Of course, there are also professionals who take the stage with a rehearsed and refined routine, but that’s not all of them.
In the media, we see tall, skinny blondes with perfect, sexy underwear, daintily undressing for the male gaze, and we see men’s nudity as the punchline to a joke. It is so rare to see butch lesbians, or trans women who never transitioned medically, or disabled people, or just men getting in touch with their own sexiness. Not only seeing it but seeing it live and in your face. It was a powerful experience.
When I went to Bareoke, I was expecting it to be a lot of women stripping for their boyfriends, or bachelorette parties getting raunchy together and maybe a few exhibitionist men. I expected a lot of heteronormativity, a lot of abled bodies, and a lot of “traditional” gender norms. To my great delight, it was not that at all! Sure, there were a few of those, but it certainly wasn’t the majority! There seemed to be a strong community of mostly queer folx enjoying their sensuality in public together.
I think one of the worst fears about this is having people disapprove of your body, your voice or just you in general. We all fear rejection at least a little, at some point. But the crowd was so supportive and though they thoroughly enjoyed themselves and cheered loudly, no one called out any names or made hurtful comments.
Everyone seemed to be just as enthusiastic with the bodies that defied established beauty standards as with those that conformed to them. In fact, since those who defied those norms probably had more experience with building themselves up in the face of a cruel culture, they were often the better performers due to their enthusiasm of proudly declaring through art, ‘THIS IS ME AND I AM SEXY!’
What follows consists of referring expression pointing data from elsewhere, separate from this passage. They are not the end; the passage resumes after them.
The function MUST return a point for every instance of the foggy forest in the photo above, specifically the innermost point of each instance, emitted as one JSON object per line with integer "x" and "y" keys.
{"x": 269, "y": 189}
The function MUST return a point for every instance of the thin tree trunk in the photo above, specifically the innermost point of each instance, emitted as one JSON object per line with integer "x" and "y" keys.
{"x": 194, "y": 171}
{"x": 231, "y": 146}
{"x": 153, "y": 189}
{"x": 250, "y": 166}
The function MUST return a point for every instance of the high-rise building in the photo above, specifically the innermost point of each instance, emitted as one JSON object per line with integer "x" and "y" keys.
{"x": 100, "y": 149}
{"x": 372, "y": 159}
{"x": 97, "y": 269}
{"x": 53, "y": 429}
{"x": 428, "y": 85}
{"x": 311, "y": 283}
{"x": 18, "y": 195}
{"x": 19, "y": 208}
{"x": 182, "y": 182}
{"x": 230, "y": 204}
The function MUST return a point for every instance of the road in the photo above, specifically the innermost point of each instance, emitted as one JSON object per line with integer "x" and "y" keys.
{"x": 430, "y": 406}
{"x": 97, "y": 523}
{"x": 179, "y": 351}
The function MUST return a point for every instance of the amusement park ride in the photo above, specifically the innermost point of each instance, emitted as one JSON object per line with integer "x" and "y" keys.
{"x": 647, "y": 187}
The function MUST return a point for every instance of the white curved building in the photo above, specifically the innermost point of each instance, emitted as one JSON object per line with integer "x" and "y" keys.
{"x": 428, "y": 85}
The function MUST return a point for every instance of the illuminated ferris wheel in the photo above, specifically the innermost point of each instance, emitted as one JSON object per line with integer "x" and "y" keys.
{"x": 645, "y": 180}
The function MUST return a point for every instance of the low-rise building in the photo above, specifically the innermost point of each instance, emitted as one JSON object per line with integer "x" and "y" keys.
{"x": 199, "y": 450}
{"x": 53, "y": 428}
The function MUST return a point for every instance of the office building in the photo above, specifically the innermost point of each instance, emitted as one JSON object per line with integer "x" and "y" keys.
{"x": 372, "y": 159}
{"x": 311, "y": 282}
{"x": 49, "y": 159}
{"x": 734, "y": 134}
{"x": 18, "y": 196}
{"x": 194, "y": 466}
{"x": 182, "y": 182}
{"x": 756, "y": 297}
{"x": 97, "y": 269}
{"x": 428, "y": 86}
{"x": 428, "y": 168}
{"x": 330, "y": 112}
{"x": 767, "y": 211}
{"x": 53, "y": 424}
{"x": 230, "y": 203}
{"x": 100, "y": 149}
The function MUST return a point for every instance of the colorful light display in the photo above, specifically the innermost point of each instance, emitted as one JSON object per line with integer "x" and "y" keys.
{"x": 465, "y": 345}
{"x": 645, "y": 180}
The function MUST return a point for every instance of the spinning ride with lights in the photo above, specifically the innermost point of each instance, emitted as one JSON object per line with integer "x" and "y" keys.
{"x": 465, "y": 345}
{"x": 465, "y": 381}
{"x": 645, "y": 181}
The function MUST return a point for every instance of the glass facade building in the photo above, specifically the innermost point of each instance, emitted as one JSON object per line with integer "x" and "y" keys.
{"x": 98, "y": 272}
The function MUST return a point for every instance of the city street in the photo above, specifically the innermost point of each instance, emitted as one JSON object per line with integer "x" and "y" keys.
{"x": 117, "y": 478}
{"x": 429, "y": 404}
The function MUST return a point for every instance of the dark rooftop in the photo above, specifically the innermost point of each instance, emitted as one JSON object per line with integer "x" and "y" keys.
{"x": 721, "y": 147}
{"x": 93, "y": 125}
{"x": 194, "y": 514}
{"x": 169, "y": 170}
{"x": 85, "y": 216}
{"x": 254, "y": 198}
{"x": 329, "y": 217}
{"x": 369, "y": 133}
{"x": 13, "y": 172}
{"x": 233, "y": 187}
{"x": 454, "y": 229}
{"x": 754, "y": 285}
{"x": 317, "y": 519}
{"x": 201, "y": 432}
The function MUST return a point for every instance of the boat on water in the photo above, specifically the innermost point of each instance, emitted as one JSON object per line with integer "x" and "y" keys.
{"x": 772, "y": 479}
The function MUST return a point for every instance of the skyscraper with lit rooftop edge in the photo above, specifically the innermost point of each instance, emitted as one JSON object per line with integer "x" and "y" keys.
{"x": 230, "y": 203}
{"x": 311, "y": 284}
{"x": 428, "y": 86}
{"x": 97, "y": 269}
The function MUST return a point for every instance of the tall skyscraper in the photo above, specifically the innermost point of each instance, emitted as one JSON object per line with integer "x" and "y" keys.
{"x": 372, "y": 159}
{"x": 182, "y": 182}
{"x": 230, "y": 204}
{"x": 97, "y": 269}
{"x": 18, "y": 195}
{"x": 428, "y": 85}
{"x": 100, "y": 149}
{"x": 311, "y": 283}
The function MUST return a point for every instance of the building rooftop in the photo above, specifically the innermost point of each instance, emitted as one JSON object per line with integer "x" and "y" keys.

And that won the applause every time!
How Naked Did I Get?
I definitely considered going all the way, and I think I’m going to have to go back and get fully nude one of these days. But I didn’t bare it all on my debut performance.
I wore something I could really play with and have fun removing without having to commit to being too naked. I wore shoes that were easy to slip off, a very sparkly shirt for performative effect and a loose tank top with a plunging back line. By the end of the song, I was down to just my little undies and completely topless. No pasties. The nips were out! I did it! I finally freed the nipple!
This was my first time doing anything like this. I was always the kid who changed in the bathroom stall, and I even put my towel on before I even pulled open the shower curtain in my locked bathroom at home. I was in full support of liberation and nudity and wild sexuality, but I hadn’t yet pushed myself too far down that road. I was really amazed at how terrifying and electrifying it was to rip off my shirt for a crowd of cheering people!
You never get that kind of reaction out of one person behind closed doors.
Bare-Naked and Singing
I made it on stage and survived being mostly nude and singing in public. But rather than feeling like I had survived a harrowing experience I’d never want to repeat, I felt inspired to come back and do it again. I still want to know what it feels like to confidently and proudly dance, fully naked in front of a crowd of people and sing my heart out to uproarious applause.
I can’t imagine anything else more powerful than that.